KAYYUM ÊZİDİLERİN KAMPLARINI KAPATTI

Amed Belediyesi ve Yeryüzü Doktorları ve gönüllü yurtsever doktorların Êzidileri tedavi için büyük çabalar sarf ettiklerini söyleyen Zarg, “Çadırlarda kalıyorlardı ve kışın yaşam koşulları daha da kötüydü. Ama kayyum geldikten sonra kampı kapattı ve çadırları topladı. Êzidilerin bir kısmı Şengal'e bazıları da Avrupa ülkelerine göç etti. Beni ve belediyede çalışan bazı arkadaşları da işten attılar” şeklinde konuştu.

PKK'Lİ GRUP OLMASAYDI HEPİMİZİ KATLEDECEKLERDİ

Kampta kalan Êzidilerin Şengal'de yaşarlarken PKK'nin ismini duymadıklarını ama bölgede silahlı gruplar olduğunu duyduklarını söyleyen Zarg, “Ben onların polisleriyle konuştum. '17 kişilik PKK'li grup olmasaydı hepimizi katledeceklerdi' dediler. Oraya gelen iki kadından söz ettiler. Kadınlar Êzidilere akrabanızı arayın ve dağda binlerce gerilla olduğunu söyleyin demişler. DAİŞ bunları duysun ki buraya saldırmaya cesaret edemesin demişler. Êzidiler kadınların taktiğine ve aklına hayran kalmışlar” dedi.

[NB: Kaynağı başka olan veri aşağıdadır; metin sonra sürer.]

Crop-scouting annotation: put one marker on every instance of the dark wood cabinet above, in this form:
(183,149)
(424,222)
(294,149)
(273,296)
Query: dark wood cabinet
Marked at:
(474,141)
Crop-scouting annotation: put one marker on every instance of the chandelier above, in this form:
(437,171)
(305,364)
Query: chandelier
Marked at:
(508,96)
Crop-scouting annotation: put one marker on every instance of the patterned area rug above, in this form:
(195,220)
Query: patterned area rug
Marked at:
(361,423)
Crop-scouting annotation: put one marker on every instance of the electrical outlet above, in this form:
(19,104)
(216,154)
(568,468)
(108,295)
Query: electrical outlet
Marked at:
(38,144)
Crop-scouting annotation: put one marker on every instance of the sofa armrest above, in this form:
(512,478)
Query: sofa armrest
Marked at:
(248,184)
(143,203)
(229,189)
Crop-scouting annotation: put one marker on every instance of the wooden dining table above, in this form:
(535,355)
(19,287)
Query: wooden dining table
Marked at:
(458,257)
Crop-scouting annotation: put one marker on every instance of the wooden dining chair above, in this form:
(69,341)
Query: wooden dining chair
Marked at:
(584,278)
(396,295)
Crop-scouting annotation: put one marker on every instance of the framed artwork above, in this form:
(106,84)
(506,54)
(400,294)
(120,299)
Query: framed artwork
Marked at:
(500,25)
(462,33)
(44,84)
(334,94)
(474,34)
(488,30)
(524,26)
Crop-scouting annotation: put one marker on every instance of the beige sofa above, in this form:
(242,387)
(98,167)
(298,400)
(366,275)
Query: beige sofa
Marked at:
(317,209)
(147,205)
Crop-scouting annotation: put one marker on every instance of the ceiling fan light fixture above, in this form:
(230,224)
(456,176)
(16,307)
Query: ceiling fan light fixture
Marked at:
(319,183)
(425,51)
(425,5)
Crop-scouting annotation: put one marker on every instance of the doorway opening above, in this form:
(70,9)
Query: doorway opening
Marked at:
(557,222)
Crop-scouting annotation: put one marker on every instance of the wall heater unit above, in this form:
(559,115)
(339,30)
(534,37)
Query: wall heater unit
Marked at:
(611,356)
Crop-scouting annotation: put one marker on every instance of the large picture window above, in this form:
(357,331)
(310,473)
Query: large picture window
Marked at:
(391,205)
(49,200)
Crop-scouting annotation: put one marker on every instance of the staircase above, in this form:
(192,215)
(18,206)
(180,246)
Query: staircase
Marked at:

Zarg, Êzidi kadınlarının yaşamları boyunca Şengal'den dışarı çıkmadıklarını ve dünyayı Şengal'den ibaret sandıklarını söyledikten sonra “Benim Êzidiler hakkında kitap yazma gibi bir düşüncem yoktu. Ama anlatılanları duyunca olanların unutulmaması ve tarihe geçmesi için yazmaya karar verdim” dedi.